China bricht der Export weg

Juni-Export minus 3,1 Prozent, Erwartung war plus 4 Prozent.

Neue Hiobsbotschaften aus China: Nach den jüngsten Turbulenzen an den Geldmärkten bricht der zweitgrößten Volkswirtschaft der Welt nun der enorm wichtige Export weg. Experten werten den ersten Rückgang der Ausfuhren seit eineinhalb Jahren als schlechtes Zeichen für das dritte Quartal. Die Finanzmärkte reagierten nervös. Der Dax gab mehr als ein halbes Prozent nach. Börsianer hoffen nun, dass die Notenbank des Landes eingreift. Weil die Inflation zuletzt aber deutlich gestiegen ist, hat diese nur begrenzten Spielraum.

Schwache Nachfrage aus dem Ausland
Die Exportwirtschaft stehe vor großen Herausforderungen, erklärte die Zollbehörde am Mittwoch. Hauptprobleme: die schwache Nachfrage aus dem Ausland, vor allem der rezessionsgeplagten Eurozone, steigende Löhne in China und ein stärkerer Yuan. "Für die Exporte sieht es im dritten Quartal düster aus", sagte ein Sprecher der Zollbehörde. Ministerpräsident Li Keqiang ergänzte, er sei sich der Risiken für die Wirtschaft bewusst. Die Regierung müsse Reformen und strukturelle Veränderungen angehen, ohne dass dabei das Wachstum und die Beschäftigungsquote bestimmte Werte unterschritten oder die Konsumenten-Preise bestimmte Niveaus überstiegen, zitierte ihn die staatliche Nachrichtenagentur Xinhua. Details wurden jedoch nicht genannt.

Exportvolumen ging um 3,1 Prozent zurück
Im Juni ging das Exportvolumen zum ersten Mal seit Jänner vergangenen Jahres zurück. Das Minus betrug 3,1 Prozent, während Analysten mit einem Zuwachs von vier Prozent gerechnet hatten. Die Einfuhren sanken im Vergleich zu Juni 2012 um 0,7 Prozent. Experten waren von einem Anstieg von acht Prozent ausgegangen. Die Handelsdaten sind allerdings sehr volatil. Außerdem gab es zuletzt immer wieder Zweifel, ob die veröffentlichten Zahlen auch die Realität widerspiegelten. Die Regierung in Peking geht inzwischen verstärkt gegen gefälschte Rechnungen vor, die das Exportvolumen in diesem Jahr künstlich aufgebläht hatten.
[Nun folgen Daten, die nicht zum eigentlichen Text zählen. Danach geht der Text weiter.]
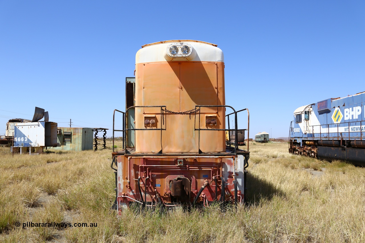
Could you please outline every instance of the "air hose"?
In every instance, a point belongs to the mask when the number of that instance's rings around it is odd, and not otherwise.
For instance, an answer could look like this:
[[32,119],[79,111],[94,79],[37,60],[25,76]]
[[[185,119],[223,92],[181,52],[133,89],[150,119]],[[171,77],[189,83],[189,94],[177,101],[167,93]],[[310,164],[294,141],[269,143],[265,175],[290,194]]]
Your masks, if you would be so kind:
[[[141,195],[141,200],[142,200],[142,202],[143,203],[143,206],[144,207],[146,205],[146,203],[145,202],[145,201],[143,200],[143,196],[142,196],[142,191],[141,190],[141,182],[139,181],[141,180],[141,177],[140,176],[138,178],[138,188],[139,189],[139,194]],[[145,195],[146,192],[145,192]]]
[[193,207],[195,207],[195,203],[196,202],[196,201],[197,201],[198,198],[199,198],[199,197],[200,196],[200,194],[201,194],[201,192],[203,191],[204,189],[207,187],[207,186],[209,184],[209,182],[208,182],[208,180],[205,180],[204,181],[204,184],[203,184],[203,185],[201,186],[201,187],[200,188],[200,189],[199,190],[199,192],[198,192],[198,194],[196,194],[196,196],[195,197],[195,199],[194,200],[194,202],[193,203]]
[[217,178],[215,177],[214,177],[214,183],[215,184],[215,199],[214,200],[216,201],[218,196],[217,194],[218,193],[218,186],[217,186]]
[[225,198],[226,196],[226,192],[225,191],[226,185],[224,185],[224,178],[223,176],[220,177],[220,180],[222,181],[222,189],[221,190],[220,198],[222,199],[222,202],[223,204],[224,203]]
[[233,180],[233,184],[234,185],[234,205],[237,206],[237,181],[236,179]]

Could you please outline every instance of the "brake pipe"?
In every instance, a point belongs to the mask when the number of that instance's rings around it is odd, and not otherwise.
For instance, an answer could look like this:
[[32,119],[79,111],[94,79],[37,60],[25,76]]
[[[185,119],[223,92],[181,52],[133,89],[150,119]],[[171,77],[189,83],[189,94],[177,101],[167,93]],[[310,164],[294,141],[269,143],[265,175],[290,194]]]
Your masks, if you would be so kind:
[[201,192],[203,191],[204,189],[207,187],[207,186],[209,184],[209,182],[208,181],[208,180],[205,180],[204,181],[204,183],[203,185],[201,186],[201,187],[200,188],[200,189],[199,190],[199,192],[198,192],[198,194],[196,194],[196,197],[195,197],[195,199],[194,200],[194,202],[193,203],[193,206],[195,207],[195,203],[196,202],[196,201],[197,201],[198,198],[199,198],[199,197],[200,196],[200,194],[201,194]]

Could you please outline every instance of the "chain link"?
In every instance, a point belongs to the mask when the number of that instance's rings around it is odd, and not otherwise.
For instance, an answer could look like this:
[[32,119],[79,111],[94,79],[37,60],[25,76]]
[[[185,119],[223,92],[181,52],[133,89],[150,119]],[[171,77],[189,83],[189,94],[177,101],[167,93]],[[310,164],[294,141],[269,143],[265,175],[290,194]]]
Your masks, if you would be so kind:
[[161,110],[162,112],[162,125],[164,124],[164,111],[165,113],[172,113],[173,114],[177,114],[179,115],[189,115],[189,119],[191,119],[191,114],[193,113],[196,113],[197,112],[199,111],[200,110],[200,108],[199,108],[196,109],[195,108],[194,109],[192,109],[191,110],[189,110],[189,111],[179,111],[178,112],[176,112],[175,111],[172,111],[169,110],[168,110],[166,108],[164,109],[163,108],[161,108]]

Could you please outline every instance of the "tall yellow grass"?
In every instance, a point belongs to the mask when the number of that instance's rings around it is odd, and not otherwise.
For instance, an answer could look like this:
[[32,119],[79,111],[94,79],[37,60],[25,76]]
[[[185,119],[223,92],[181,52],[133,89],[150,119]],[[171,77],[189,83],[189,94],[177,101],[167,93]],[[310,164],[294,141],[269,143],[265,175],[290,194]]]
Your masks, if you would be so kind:
[[[120,146],[121,144],[117,143]],[[250,144],[249,205],[160,215],[114,201],[108,149],[0,158],[0,242],[364,242],[365,169],[290,155],[287,144]],[[96,223],[96,227],[16,223]]]

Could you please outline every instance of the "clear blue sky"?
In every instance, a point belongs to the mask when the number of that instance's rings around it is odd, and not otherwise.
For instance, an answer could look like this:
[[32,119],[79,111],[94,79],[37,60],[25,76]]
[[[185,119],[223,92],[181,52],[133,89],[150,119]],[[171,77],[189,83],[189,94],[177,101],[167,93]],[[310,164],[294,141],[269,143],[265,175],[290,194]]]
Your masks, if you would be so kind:
[[167,40],[223,51],[226,104],[249,108],[251,138],[287,136],[297,108],[365,91],[365,1],[232,3],[0,0],[0,134],[35,106],[111,129],[136,53]]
Volkswirte sagten, die chinesische Wirtschaft stehe zunehmend unter Druck. Die schwache Nachfrage aus dem Ausland mache den dortigen Firmen zu schaffen. In die USA, den wichtigsten Absatzmarkt, wurde 5,4 Prozent weniger exportiert. Die Eurozone nahm sogar 8,3 Prozent weniger ab. Alles in allem kam China im Juni auf einen Handelsbilanzüberschuss von 27,1 Mrd. Dollar (21,08 Mrd. Euro), was etwa im Rahmen der Markterwartungen lag.
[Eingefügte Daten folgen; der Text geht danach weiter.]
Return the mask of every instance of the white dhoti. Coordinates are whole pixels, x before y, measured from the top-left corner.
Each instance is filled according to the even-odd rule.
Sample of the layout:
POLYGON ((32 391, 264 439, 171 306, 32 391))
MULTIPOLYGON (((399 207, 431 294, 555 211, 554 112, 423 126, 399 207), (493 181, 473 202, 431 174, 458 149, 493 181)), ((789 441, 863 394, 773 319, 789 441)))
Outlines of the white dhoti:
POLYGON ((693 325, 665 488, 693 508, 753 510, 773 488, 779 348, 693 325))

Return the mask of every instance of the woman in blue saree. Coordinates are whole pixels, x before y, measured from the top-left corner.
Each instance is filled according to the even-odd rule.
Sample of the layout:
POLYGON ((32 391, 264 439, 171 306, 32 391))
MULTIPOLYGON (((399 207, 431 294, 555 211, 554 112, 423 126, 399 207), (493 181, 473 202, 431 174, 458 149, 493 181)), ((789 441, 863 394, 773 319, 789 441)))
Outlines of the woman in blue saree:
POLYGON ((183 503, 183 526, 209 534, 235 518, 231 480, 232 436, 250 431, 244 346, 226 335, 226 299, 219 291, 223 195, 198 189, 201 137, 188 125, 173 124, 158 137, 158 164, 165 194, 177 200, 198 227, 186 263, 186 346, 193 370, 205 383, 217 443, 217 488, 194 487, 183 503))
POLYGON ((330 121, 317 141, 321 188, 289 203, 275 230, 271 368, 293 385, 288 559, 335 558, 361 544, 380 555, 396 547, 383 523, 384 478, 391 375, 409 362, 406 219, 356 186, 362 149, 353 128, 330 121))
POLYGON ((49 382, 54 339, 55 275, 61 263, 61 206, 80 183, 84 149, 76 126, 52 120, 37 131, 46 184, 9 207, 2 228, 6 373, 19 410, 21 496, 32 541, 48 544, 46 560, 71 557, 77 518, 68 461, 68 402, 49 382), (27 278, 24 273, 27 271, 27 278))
Am kommenden Montag werden die Daten zum Wachstum im zweiten Quartal 2013 erwartet. Ökonomen rechnen mit einer auf das Jahr hochgerechneten Rate von 7,5 Prozent. Was viel klingt, ist für chinesische Verhältnisse aber wenig. Es wäre der geringste Zuwachs seit 23 Jahren. Die neue Regierung von Präsident Xi Jinping und Ministerpräsident Li Keqiang treibt den Umbau der Wirtschaft voran und nimmt dabei auch ein geringeres Wachstum in Kauf.

Beide setzen auf Hightech-Branchen und wollen das riesige Land unabhängiger von Exporten machen. Den Wirtschaftszweigen, die von Überkapazitäten geplagt sind, wird der Geldhahn zugedreht. Eines der ersten Opfer davon ist die größte Privatwerft des Landes, Rongsheng, die in den vergangenen Monaten 8.000 Stellen abbauen musste. In Finanzbereich soll der ausufernde Schattenbanken-Sektor eingedämmt werden. Auf dem Immobilienmarkt droht zudem eine Überhitzung.
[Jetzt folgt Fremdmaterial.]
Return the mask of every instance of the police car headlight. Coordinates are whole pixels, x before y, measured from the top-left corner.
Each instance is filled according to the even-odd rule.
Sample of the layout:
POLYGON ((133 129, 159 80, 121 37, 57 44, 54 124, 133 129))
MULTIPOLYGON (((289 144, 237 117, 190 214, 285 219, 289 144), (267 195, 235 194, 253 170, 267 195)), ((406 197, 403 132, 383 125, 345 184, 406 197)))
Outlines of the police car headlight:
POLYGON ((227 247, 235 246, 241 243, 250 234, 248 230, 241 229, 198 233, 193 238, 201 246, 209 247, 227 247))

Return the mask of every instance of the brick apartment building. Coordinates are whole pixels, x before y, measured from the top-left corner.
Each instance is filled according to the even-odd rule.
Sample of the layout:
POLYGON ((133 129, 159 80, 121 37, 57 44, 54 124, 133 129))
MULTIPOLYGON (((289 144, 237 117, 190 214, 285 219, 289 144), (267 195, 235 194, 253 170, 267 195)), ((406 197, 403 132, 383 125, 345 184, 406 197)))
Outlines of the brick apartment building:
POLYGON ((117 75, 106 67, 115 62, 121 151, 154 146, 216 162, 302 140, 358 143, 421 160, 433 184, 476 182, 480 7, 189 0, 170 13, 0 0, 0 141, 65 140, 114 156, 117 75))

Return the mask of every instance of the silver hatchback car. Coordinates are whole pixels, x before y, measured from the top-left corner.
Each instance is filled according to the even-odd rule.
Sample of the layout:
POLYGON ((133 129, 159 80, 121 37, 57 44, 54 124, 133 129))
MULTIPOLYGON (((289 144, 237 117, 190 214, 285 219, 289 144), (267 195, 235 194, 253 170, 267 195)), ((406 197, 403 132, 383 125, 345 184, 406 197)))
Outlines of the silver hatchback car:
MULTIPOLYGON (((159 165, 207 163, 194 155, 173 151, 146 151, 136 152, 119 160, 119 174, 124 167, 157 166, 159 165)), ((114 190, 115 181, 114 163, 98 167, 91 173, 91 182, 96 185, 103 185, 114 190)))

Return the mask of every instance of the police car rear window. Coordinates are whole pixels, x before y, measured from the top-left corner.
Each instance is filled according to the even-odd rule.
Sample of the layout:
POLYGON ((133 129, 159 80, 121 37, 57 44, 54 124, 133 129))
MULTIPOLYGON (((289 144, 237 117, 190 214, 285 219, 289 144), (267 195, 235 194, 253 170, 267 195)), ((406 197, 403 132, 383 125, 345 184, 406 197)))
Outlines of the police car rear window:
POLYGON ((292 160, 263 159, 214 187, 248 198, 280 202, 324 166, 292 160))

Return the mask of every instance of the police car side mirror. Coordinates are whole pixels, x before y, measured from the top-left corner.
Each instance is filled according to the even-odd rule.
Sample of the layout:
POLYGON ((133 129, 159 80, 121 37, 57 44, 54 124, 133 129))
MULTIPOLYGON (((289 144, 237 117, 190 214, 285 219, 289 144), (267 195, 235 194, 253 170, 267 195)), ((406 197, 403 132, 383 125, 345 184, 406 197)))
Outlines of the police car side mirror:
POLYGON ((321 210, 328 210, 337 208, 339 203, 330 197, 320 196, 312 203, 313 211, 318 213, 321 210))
Inflation um 2,7 Prozent gestiegen
Die Inflation in China war im Juni wegen teuerer Lebensmittel zum Vorjahr um 2,7 Prozent gestiegen. Auch wenn die Rate noch unter dem Wert von 3,5 Prozent liegt, den die Regierung in Peking als Ziel nennt, befürchtet die Notenbank des Landes langfristige Inflationsrisiken. Das schränkt ihre Handlungsmöglichkeiten ein.